Sie legt den Kopf schief und wartet bis ich nicke.
"Verstehst du? Ich sehe das nämlich so: Du hast eine Menge Kohle. Wahrscheinlich wird dich dieser Jace gegoogelt haben, nachdem er deinen Ausweis gefunden hat."

"Zu dem Zeitpunkt hatte er noch gar kein Handy", gebe ich kleinlaut bekannt.
"Und woher willst du das wissen?"
Sie hebt ihre Augenbrauen und sieht mich abwartend an.
"Dachte ich mir", sagt sie dann triumphierend, als von mir keine Antwort kommt.

Sie rutscht ein Stückchen näher und legt mir einen Arm um die Schulter.
"Ich mache mir einfach nur Sorgen, dass er ein Arschloch ist und dich ausnutzt. Denn mal ehrlich, kann er dir irgendetwas bieten? Von seinem Genital mal ganz abzusehen."
Röte schießt in meine Wangen und ich werfe Jessica einen bösen Blick zu.

Sie hat weder ein Recht, so über ihn zu reden, noch mich so verlegen zu machen.
"Wenn du ihn kennen würdest, dann würdest du nicht so über ihn reden."
Ich bohre meine Augen in ihre und gebe nicht nach ihr Stand zu halten, auch nicht als sie provozierend den Kopf vorstreckt und die Arme verschränkt.

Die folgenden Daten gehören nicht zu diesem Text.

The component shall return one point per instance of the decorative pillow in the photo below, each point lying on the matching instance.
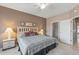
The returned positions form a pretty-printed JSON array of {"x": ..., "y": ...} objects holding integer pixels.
[{"x": 31, "y": 33}]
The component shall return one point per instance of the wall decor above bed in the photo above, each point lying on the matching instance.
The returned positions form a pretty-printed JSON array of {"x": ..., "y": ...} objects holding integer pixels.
[{"x": 28, "y": 24}]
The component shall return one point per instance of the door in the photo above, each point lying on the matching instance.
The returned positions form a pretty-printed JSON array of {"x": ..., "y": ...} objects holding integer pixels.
[
  {"x": 55, "y": 30},
  {"x": 74, "y": 32}
]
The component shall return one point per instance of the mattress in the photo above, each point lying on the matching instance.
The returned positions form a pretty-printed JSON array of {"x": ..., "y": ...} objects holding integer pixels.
[{"x": 32, "y": 44}]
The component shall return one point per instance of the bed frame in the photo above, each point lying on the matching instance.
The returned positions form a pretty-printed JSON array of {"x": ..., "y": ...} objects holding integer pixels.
[{"x": 35, "y": 29}]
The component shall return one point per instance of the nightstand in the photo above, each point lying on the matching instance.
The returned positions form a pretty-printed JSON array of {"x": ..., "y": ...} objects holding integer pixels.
[{"x": 8, "y": 43}]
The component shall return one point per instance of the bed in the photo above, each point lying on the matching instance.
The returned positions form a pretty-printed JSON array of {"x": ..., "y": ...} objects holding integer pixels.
[{"x": 34, "y": 45}]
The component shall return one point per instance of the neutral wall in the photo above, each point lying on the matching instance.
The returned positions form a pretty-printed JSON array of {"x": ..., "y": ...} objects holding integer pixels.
[
  {"x": 70, "y": 15},
  {"x": 12, "y": 18}
]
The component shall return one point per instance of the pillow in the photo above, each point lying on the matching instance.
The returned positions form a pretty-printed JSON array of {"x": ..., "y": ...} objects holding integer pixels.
[{"x": 31, "y": 33}]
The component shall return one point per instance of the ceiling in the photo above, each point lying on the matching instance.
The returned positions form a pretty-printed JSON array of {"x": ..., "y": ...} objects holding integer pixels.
[{"x": 51, "y": 10}]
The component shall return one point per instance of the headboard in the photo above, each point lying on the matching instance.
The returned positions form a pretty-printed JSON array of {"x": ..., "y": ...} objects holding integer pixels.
[{"x": 22, "y": 29}]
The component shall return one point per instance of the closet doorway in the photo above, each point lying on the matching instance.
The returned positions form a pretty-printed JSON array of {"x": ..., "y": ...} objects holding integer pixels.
[
  {"x": 76, "y": 31},
  {"x": 55, "y": 30}
]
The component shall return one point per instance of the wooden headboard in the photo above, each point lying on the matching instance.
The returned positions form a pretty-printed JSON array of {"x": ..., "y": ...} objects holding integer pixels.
[{"x": 21, "y": 29}]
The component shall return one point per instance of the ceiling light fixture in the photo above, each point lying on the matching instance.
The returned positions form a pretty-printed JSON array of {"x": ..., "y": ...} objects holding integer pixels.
[{"x": 42, "y": 5}]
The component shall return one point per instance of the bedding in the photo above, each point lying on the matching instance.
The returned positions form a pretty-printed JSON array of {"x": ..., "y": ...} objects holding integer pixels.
[{"x": 32, "y": 44}]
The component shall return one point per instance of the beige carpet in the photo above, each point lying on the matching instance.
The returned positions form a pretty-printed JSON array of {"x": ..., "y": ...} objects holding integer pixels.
[{"x": 61, "y": 49}]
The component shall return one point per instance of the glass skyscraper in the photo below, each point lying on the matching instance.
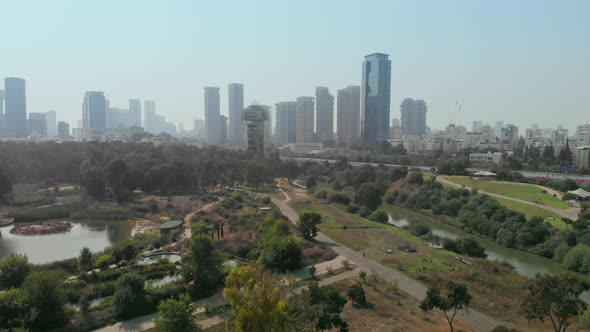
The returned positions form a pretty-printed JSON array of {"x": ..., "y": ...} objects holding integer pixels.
[
  {"x": 375, "y": 103},
  {"x": 15, "y": 106}
]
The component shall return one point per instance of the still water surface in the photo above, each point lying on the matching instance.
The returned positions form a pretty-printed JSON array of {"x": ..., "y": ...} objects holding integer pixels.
[
  {"x": 525, "y": 263},
  {"x": 96, "y": 235}
]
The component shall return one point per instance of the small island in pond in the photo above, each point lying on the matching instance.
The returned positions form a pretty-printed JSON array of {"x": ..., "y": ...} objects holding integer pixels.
[{"x": 42, "y": 228}]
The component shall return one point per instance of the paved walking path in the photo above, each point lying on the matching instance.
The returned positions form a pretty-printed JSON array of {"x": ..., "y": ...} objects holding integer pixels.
[
  {"x": 476, "y": 319},
  {"x": 571, "y": 212}
]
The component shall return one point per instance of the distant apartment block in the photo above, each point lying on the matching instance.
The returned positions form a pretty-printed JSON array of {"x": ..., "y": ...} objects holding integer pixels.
[
  {"x": 304, "y": 118},
  {"x": 348, "y": 115},
  {"x": 286, "y": 117},
  {"x": 51, "y": 117},
  {"x": 413, "y": 117},
  {"x": 63, "y": 129},
  {"x": 135, "y": 112},
  {"x": 212, "y": 115},
  {"x": 236, "y": 108},
  {"x": 375, "y": 102},
  {"x": 324, "y": 114},
  {"x": 15, "y": 107},
  {"x": 37, "y": 124},
  {"x": 255, "y": 116}
]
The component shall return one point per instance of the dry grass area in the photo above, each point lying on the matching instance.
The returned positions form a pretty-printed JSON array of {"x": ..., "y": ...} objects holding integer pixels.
[
  {"x": 496, "y": 290},
  {"x": 388, "y": 311}
]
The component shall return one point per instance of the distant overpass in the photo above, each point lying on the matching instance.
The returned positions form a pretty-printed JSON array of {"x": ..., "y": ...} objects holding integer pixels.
[{"x": 527, "y": 174}]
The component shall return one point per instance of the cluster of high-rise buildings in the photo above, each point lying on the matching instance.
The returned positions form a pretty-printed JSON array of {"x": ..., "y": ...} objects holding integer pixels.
[
  {"x": 15, "y": 122},
  {"x": 356, "y": 115}
]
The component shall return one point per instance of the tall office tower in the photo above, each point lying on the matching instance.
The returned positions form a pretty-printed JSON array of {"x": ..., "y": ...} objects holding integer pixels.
[
  {"x": 199, "y": 128},
  {"x": 94, "y": 110},
  {"x": 15, "y": 106},
  {"x": 63, "y": 129},
  {"x": 267, "y": 124},
  {"x": 117, "y": 118},
  {"x": 212, "y": 115},
  {"x": 2, "y": 116},
  {"x": 324, "y": 114},
  {"x": 51, "y": 117},
  {"x": 348, "y": 114},
  {"x": 498, "y": 126},
  {"x": 150, "y": 117},
  {"x": 413, "y": 117},
  {"x": 235, "y": 93},
  {"x": 1, "y": 104},
  {"x": 223, "y": 129},
  {"x": 304, "y": 120},
  {"x": 375, "y": 98},
  {"x": 475, "y": 125},
  {"x": 135, "y": 112},
  {"x": 395, "y": 129},
  {"x": 255, "y": 116},
  {"x": 286, "y": 122},
  {"x": 37, "y": 124}
]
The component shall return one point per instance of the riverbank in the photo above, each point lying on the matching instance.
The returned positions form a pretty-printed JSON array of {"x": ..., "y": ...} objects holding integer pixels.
[
  {"x": 42, "y": 228},
  {"x": 497, "y": 290}
]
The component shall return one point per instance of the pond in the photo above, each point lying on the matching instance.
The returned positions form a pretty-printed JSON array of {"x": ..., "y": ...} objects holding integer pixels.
[
  {"x": 525, "y": 263},
  {"x": 41, "y": 249}
]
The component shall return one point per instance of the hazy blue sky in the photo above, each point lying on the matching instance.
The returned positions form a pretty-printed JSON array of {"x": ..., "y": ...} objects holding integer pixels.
[{"x": 517, "y": 61}]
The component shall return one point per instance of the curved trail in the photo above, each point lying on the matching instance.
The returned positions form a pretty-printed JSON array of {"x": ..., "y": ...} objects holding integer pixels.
[
  {"x": 571, "y": 212},
  {"x": 478, "y": 320}
]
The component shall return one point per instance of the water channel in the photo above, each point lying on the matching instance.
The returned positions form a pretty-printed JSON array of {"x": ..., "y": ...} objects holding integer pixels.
[
  {"x": 41, "y": 249},
  {"x": 525, "y": 263}
]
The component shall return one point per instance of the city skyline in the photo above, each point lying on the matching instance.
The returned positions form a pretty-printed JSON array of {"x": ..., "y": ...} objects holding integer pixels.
[{"x": 443, "y": 60}]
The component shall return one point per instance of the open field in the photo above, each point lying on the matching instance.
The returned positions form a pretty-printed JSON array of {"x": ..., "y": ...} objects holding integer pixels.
[
  {"x": 388, "y": 311},
  {"x": 496, "y": 290},
  {"x": 533, "y": 211},
  {"x": 525, "y": 192}
]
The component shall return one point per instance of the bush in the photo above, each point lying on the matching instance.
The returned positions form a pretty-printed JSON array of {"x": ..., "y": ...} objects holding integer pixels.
[
  {"x": 339, "y": 198},
  {"x": 419, "y": 229},
  {"x": 322, "y": 194},
  {"x": 578, "y": 259},
  {"x": 352, "y": 208},
  {"x": 364, "y": 212},
  {"x": 380, "y": 216}
]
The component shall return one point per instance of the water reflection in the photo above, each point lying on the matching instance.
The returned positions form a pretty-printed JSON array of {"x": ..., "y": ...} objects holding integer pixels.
[{"x": 96, "y": 235}]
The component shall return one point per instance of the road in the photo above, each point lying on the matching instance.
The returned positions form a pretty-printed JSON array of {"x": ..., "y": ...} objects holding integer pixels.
[
  {"x": 571, "y": 212},
  {"x": 527, "y": 174},
  {"x": 476, "y": 319}
]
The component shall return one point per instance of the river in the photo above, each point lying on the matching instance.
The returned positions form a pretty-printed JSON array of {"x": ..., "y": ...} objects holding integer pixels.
[
  {"x": 41, "y": 249},
  {"x": 525, "y": 263}
]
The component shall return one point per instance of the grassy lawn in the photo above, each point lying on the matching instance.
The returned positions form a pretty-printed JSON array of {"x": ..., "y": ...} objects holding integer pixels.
[
  {"x": 525, "y": 192},
  {"x": 496, "y": 290},
  {"x": 533, "y": 211}
]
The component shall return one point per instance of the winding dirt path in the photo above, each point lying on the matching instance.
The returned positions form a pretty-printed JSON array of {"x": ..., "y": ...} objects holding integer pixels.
[{"x": 571, "y": 212}]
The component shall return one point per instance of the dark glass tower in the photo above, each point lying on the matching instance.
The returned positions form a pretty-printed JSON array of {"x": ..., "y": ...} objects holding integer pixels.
[{"x": 375, "y": 94}]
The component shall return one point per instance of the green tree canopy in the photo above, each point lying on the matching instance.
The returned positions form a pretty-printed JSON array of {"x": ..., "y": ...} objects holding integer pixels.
[
  {"x": 258, "y": 300},
  {"x": 130, "y": 295},
  {"x": 308, "y": 220},
  {"x": 556, "y": 297},
  {"x": 46, "y": 294},
  {"x": 176, "y": 315},
  {"x": 202, "y": 264},
  {"x": 13, "y": 270},
  {"x": 450, "y": 301}
]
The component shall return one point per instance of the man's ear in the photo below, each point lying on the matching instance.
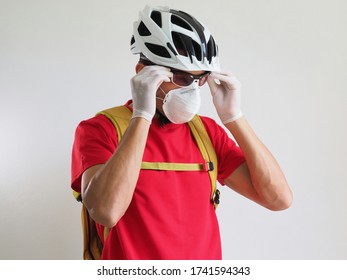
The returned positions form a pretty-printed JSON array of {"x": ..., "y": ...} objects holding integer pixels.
[{"x": 139, "y": 67}]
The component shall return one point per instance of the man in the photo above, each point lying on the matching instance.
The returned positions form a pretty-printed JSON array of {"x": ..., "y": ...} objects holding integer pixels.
[{"x": 168, "y": 214}]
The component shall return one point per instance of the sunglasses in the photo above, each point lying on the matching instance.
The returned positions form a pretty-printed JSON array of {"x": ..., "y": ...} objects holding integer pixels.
[
  {"x": 181, "y": 78},
  {"x": 184, "y": 79}
]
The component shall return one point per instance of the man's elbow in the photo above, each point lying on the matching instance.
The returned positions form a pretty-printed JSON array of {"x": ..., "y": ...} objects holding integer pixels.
[{"x": 282, "y": 202}]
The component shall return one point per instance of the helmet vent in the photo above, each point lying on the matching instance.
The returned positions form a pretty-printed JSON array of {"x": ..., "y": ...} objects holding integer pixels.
[
  {"x": 158, "y": 50},
  {"x": 180, "y": 22},
  {"x": 156, "y": 16},
  {"x": 143, "y": 30}
]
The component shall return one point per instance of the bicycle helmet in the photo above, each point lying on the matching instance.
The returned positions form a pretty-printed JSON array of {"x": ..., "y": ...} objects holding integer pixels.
[{"x": 175, "y": 39}]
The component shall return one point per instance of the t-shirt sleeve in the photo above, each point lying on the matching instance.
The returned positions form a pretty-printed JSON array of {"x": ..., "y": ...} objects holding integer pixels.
[
  {"x": 94, "y": 143},
  {"x": 229, "y": 154}
]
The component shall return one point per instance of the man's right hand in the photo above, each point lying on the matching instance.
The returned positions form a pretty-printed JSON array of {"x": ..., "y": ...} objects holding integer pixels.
[{"x": 144, "y": 86}]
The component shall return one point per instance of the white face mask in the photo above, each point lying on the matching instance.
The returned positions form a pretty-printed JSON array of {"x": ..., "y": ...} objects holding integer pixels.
[{"x": 182, "y": 104}]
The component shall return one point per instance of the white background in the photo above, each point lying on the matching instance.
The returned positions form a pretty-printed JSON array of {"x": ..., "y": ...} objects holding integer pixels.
[{"x": 62, "y": 61}]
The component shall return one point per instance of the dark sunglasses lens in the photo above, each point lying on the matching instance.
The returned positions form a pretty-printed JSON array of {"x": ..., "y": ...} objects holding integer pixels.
[
  {"x": 182, "y": 79},
  {"x": 203, "y": 80}
]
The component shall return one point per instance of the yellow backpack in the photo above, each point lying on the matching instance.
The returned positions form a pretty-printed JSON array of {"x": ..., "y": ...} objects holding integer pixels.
[{"x": 120, "y": 117}]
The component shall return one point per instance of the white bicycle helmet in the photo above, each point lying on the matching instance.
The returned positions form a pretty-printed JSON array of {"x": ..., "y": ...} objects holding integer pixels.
[{"x": 175, "y": 39}]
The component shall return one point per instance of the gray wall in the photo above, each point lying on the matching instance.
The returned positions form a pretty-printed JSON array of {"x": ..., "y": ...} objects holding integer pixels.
[{"x": 62, "y": 61}]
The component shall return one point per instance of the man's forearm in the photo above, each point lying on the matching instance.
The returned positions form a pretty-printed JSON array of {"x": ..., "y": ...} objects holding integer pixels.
[{"x": 110, "y": 190}]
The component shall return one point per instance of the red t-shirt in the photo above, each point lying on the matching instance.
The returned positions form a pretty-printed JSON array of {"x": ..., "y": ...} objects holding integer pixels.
[{"x": 171, "y": 215}]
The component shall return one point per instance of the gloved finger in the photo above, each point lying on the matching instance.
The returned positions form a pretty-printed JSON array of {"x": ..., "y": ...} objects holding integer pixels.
[
  {"x": 227, "y": 79},
  {"x": 212, "y": 84}
]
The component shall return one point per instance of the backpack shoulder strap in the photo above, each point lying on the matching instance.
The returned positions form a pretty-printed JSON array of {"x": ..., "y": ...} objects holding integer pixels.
[
  {"x": 92, "y": 244},
  {"x": 208, "y": 152}
]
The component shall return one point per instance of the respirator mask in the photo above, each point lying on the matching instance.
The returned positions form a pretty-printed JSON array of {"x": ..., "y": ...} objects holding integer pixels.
[{"x": 182, "y": 104}]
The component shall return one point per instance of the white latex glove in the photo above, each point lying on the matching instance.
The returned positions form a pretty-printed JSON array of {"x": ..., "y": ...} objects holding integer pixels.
[
  {"x": 144, "y": 86},
  {"x": 226, "y": 95}
]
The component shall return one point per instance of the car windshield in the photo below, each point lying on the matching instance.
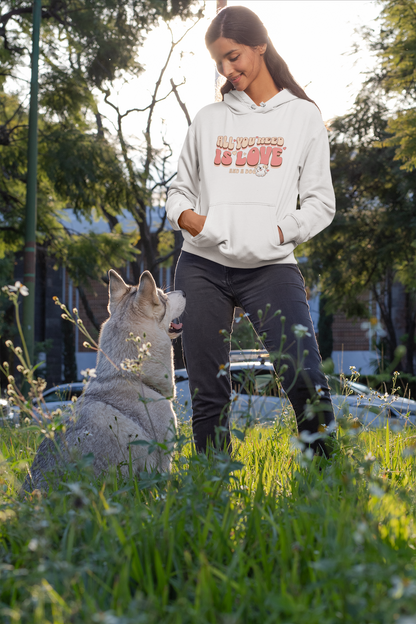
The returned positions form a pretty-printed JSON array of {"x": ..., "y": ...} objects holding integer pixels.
[
  {"x": 358, "y": 388},
  {"x": 254, "y": 381},
  {"x": 62, "y": 394},
  {"x": 338, "y": 386}
]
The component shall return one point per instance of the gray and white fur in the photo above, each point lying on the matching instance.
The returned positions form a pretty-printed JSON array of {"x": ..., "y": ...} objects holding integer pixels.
[{"x": 120, "y": 406}]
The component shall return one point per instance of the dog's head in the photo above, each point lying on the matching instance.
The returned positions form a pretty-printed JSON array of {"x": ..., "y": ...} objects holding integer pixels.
[{"x": 147, "y": 301}]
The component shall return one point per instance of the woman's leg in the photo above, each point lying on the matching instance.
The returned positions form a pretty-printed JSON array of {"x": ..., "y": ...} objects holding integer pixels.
[
  {"x": 281, "y": 287},
  {"x": 209, "y": 309}
]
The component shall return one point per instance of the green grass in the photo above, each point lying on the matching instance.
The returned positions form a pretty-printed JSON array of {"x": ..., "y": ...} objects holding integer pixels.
[{"x": 266, "y": 537}]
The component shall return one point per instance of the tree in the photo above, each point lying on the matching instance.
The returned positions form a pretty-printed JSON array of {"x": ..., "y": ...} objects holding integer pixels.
[
  {"x": 370, "y": 244},
  {"x": 86, "y": 48},
  {"x": 395, "y": 47}
]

"Dann sollte ich ihn kennenlernen."
Ihre Worte treffen mich wie ein Schlag in den Magen.
An diesen Schritt, an diese Konsequenz der Wahrheit habe ich nicht gedacht.
Ein überfordertes Stammeln ist alles, was ich herausbringe.
Eine schmale Hand legt sich auf meine Schulter.
"Keine Sorge, ich werde einige Gänge zurückschalten", lacht sie auf.

Gänge?
Bei ihrem Temperament sollte sie zu Fuß kommen.
"Kommt er zu deinem Geburtstag?"
"Nein! Jess, niemand weiß von ihm."
"Das stimmt nicht", fällt sie mir ins Wort.
Ich verdrehe die Augen.

"Na gut, nur du und Tante Jennifer wissen von ihm. Und das muss auch so bleiben! Du kennst meine Eltern. Das werden sie niemals dulden, Zuhause würde mich die Hölle auf Erden erwarten. Jess, bitte."
Flehen umfasse ich ihren Unterarm mit beiden Händen und drücke leicht zu.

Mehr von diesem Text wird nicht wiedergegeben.